Dans Le Seigneur des Anneaux, les Palantíri sont des pierres de vision qui permettent à Sauron d’espionner chaque mouvement de ses ennemis. Un pouvoir absolu, mais corrupteur.

En 2003, Peter Thiel et Alex Karp nomment leur entreprise Palantir Technologies.
Vingt-trois ans plus tard, cette intuition se réalise : Palantir ne se contente pas de surveiller.

Elle prédit, corréle, décide. Leur manifeste The Technological Republic (2025) appelle à une Silicon Valley militarisée au service d’un « hard power » occidental basé sur l’IA.

Ma conviction ? Cette vision technocratique menace directement la liberté d’expression et les équilibres démocratiques.

Les Palantíri de Tolkien : une métaphore trop parfaite

Un vieux mage avec de longs cheveux blancs, tenant une boule mystérieuse qui émet une lumière rouge, dans un environnement sombre et mystique.

Les Palantíri, créées par Fëanor au Premier Âge, sont sept pierres de vision reliées entre elles.
Elles permettent de voir à des milliers de lieues, de communiquer instantanément, d’espionner les pensées de celui qui les utilise.
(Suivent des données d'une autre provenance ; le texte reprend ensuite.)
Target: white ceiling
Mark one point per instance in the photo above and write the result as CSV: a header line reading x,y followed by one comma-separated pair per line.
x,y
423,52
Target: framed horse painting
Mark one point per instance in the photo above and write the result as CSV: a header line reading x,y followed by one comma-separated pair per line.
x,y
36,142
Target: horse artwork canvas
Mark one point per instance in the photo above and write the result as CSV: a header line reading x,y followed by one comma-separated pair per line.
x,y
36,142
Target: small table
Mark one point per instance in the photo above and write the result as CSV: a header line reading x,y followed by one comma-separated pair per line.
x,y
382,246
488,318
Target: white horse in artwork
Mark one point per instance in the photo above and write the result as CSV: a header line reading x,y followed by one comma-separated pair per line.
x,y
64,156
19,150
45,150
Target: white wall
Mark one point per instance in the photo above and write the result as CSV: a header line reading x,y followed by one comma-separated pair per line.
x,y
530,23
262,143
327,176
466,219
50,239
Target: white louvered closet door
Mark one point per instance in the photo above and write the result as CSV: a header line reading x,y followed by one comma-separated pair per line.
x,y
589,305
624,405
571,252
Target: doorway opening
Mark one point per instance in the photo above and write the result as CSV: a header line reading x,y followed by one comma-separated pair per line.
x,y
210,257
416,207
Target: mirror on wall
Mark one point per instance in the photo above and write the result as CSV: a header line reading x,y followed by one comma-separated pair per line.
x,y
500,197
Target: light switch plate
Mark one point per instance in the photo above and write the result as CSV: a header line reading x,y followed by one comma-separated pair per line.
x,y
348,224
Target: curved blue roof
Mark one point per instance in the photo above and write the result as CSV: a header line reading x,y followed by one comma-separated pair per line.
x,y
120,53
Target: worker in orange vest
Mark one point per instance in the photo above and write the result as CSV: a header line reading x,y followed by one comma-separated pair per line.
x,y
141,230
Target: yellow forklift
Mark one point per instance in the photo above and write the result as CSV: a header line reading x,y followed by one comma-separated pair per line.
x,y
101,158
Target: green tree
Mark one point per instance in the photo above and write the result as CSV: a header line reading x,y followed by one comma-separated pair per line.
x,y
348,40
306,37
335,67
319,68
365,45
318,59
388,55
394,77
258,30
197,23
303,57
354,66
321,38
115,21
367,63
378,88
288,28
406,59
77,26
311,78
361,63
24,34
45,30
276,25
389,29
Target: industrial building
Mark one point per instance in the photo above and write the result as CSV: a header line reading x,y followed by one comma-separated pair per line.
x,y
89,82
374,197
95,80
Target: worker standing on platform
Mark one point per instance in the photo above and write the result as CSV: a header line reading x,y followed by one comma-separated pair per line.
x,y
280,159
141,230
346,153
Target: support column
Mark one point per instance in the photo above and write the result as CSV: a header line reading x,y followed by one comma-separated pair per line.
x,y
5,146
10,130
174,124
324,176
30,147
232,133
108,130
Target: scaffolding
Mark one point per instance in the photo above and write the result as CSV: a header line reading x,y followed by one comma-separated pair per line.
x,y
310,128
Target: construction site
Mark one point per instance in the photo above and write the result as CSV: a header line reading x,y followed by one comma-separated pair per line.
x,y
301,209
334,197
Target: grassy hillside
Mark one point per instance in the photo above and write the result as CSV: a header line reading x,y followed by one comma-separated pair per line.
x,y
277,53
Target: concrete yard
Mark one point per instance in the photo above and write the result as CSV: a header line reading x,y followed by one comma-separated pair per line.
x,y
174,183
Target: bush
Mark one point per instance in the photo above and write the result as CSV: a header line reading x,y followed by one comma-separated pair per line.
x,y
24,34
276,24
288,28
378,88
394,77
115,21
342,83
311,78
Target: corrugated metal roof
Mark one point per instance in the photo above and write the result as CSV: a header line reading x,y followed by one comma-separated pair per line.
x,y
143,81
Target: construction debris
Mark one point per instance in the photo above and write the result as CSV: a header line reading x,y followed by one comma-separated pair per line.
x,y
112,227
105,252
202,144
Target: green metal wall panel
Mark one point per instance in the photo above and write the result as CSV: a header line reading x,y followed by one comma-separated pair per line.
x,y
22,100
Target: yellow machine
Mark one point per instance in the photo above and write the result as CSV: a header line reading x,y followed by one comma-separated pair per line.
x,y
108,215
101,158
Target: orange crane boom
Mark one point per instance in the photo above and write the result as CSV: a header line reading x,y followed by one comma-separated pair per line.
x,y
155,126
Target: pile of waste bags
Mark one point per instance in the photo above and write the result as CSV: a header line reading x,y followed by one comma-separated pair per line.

Denethor, intendant du Gondor, sombre dans la folie en contemplant trop longtemps l’œil de Sauron.
Pippin entrevoit l’armée de Sauron avant la bataille du Gondor. Gandalf prévient : « Même moi, Gandalf, je ne puis en contrôler totalement le pouvoir. »

Peter Thiel choisit ce nom en 2003 pour sa start-up avec Alex Karp, Joe Lonsdale, Stephen Cohen et Nathan Gettings.
La CIA investit immédiatement 2 millions de dollars via In-Q-Tel.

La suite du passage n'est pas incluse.